Der Rothirsch

Der Wind pfeift langsam sein Lied über das Tal herein. In der großen Ebene, wo Kräuter mit grünen und goldenen Reflexen tanzen, hoppelt fröhlich der Prinz der Wälder. Seine schlanke und muskulöse Silhouette verschwindet in dem bläulichen Nebel, um plötzlich im blassfahlen Licht des frühen Morgens wieder zu erscheinen. Sein mächtiges Rennen und sein Geweih erfreuen die Augen und lösen Emotionen aus. Der Hirsch beeindruckt und fasziniert. Welche flüchtige und gleichzeitig zeitlose Begegnung! Was für eine köstliche Erinnerung…

Prinz der Wälder

Ursprünglich ist der Hirsch ein Tier des Flachlandes. Heute zieht er sich aber eher in die Wälder zurück wegen menschlicher Aktivitäten. Denn die Menschen haben ihn immer gejagt, um sich von seinem Fleisch zu ernähren, sich von der Kälte mit seinem Fell zu schützen, sich mit seinen Knochen aufzuwärmen, mit seinem Fett zu leuchten, Waffen mit seinem Geweih herzustellen…

Seine Holzkrone, häufiger Geweih genannt, ist ein richtiges Rätsel der Natur. Das Geweih wird durch eine Knochensubstanz gebildet. Jedes Jahr im Februar-März wirft der Hirsch sein Geweih ab. Dieses wächst erneut in 100 Tagen! Das Geweih ist während seiner Wachstumsphase mit einer behaarten Haut, der sogenannten Basthaut, überzogen. Dieser Bast ist ebenso wie das noch wachsende Geweih von Blutgefäßen durchzogen. 

Das Leben eines Hirsches ist ebenfalls durch einen anderen Höhepunkt bestimmt: die Brunft, die sich im Herbst einsetzt. Während mehrerer Wochen wird der männliche Hirsch röhren, mächtige Brunftschreie ausstießen um weibliche Tiere anzulocken und sich spektakulären Kämpfen mit Rivalen hinzugeben.

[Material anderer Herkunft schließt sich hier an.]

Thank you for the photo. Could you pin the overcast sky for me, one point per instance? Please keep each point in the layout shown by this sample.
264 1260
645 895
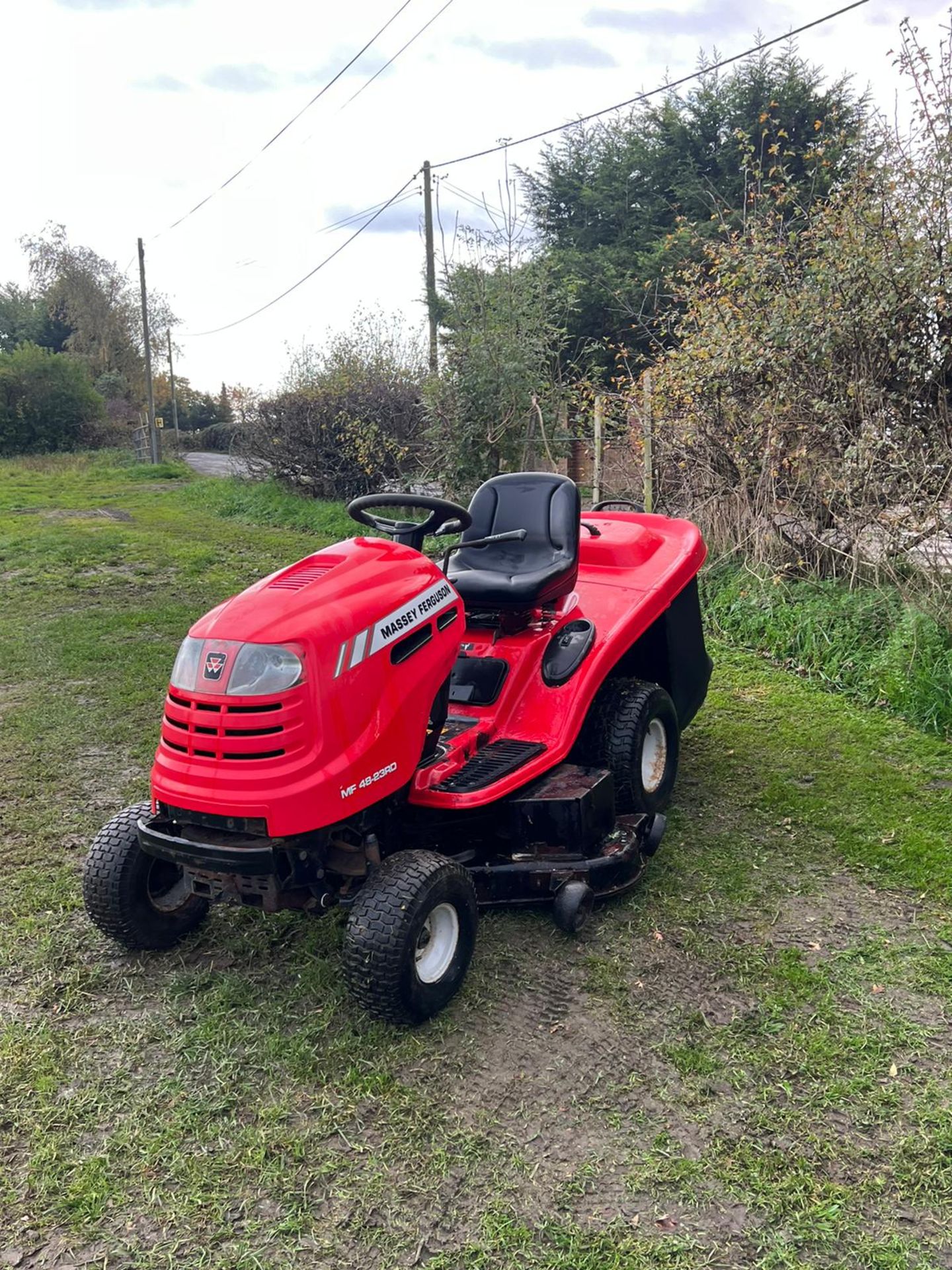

Dieses beeindruckende Ritual nimmt ein Ende mit der Vorherrschaft des Stärksten, welcher als Platzhirsch bezeichnet wird! 

Brunftschreie der Hirsche

Sozialleben

Ausgewachsene Tiere leben von der Brunftzeit abgesehen in jeweils nach Geschlechtern getrennten Rudeln. Bei der Hirschkuh besteht die soziale Grundeinheit aus einem Trio des Matriarchats, also aus einem Alttier (die Kuh), einem Jährling und einem Kalb. Die sogenannten Kahlwildrudel setzen sich dann aus mehreren Trios zusammen und umfasst Dutzende von Tieren. Im Herbst bilden sich neue Hirschrudel mit männlichen und weiblichen Tieren, die den Winter zusammen verbringen. Nach einer Tragzeit von 8 Monaten bringt die Kuh ein Kalb zur Welt. 

Hätten Sie das gewusst?

Die Fruchtbarkeit der Hirschkuh ist sehr kurz, nur zwischen 24 und 48 Stunden im Jahr!

Beim Hirsch ist der Geruchssinn hervorragend entwickelt. Sein Geruchsorgan wäre 1000 mal sensibler als jenes des Menschen. Er verfügt ebenfalls über ein überaus gutes Gehör.

Bei Gefahr ist der Hirsch fähig, Geschwindigkeiten bis zu 70 km/h zu erreichen. Er ist ebenfalls ein ausgezeichneter Schwimmer.